На самом деле, главным мотиватором для того, чтобы пойти учиться, для нее стал Дамир. Дамир, доставший своими уколами, шуточками и намеками на то, что ее мнение — это мнение девочки без высшего, способной разве что попой крутить, да глазки строить.
Вот так, вопреки, она сначала подала документы, потом поступила, сдала первую сессию, теперь медленно, но верно двигалась ко второй…
Дамира благодарить за это она не спешила, но себе честно признавалась в том, что без него процесс бы затянулся.
Вечер пролетел быстро и так насыщено, что разобрав всей толпой чемодан, помыв той же толпой посуду и прогулявшись вечером по парку рядом с домом, в десять все разбрелись по постелям.
Амина устроилась на своей многострадальной раскладушке, которая на поверку оказалось очень даже комфортной — нигде не проседает, не жмет, не грозит сложиться или развалиться, уставилась в потолок, слушая, как в соседней комнате тихо шепчутся Краевские. Видимо, обсуждают пережитый день. Глубоко вдохнула, выдохнула, вновь вдохнула… Закрыла глаза… Поняла, что счастлива.
Поняла, что как бы долго и старательно не убеждала себя, настоящее ее счастье в близких людях. В любимых, в родных, в способности делиться тем, что имеет.
Что долму девочкам принесла не потому, что жалко если пропадет, а потому что хотела накормить. Что за торт киевский в магазине ругалась не ради того, чтобы желчь выпустить, а потому, что Николай Митрофанович этот торт очень любит.
И это счастье — иметь возможность дарит радость тем, кому
Мир сидел у себя в кабинете, глядя перед собой.
Точно знал, что сегодня Амины не будет — попросила отгул. Зачем — конечно же не объясняла. А предположения были самые разные — мужика завела…
Завела мужика…
Или мужик завелся…
В принципе, сколько в мире мужиков — столько у Мира было предположений.

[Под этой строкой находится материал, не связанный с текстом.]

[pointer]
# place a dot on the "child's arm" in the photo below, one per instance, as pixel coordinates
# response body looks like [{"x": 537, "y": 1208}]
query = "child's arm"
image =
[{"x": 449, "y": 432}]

Именно поэтому он уже второй час сидел в тишине, их перебирая. Эти самые предположения.
Работа не работалась, сон не спался, еда не елась. Хотелось знать, где шляется его зараза.
Хотелось ее крови… и любви.
Недолго думая, Мир взял в руки телефон, покрутил немного, а потом начала писать:
«Нужно поговорить, пиши адрес, я подъеду», отправил.
Долго ждал ответа — минуты полторы. Злился — жуть. Даже второе строчить начал. Что-то о том, что игнорировать начальство — прямой путь к увольнению, но Амина все же ответила.
«Больной? Я сплю уже».
«Сама?» — набрал, удалил… Снова набрал, удалил… «Завтра в десять утра сможешь приехать?» — отправил.
И снова ждал.
«Смогу».
Выдохнул. А вдогонку еще одно пришло.
«Езжай домой, Дамир. Ты в последнее время очень устаешь. Если не хочешь отбросить копыта на работе, отдохни. Мне-то твоя кончина только в радость, но у Бабочки нет денег на твои похороны. Мы копим на костюмы».
Дамир прочитал дважды, почему-то улыбаясь.
Представил, как Амина набирала это сообщение, хитро скалясь, а потом все с той же ухмылкой закрыла глаза, засыпая… Аж на душе потеплело.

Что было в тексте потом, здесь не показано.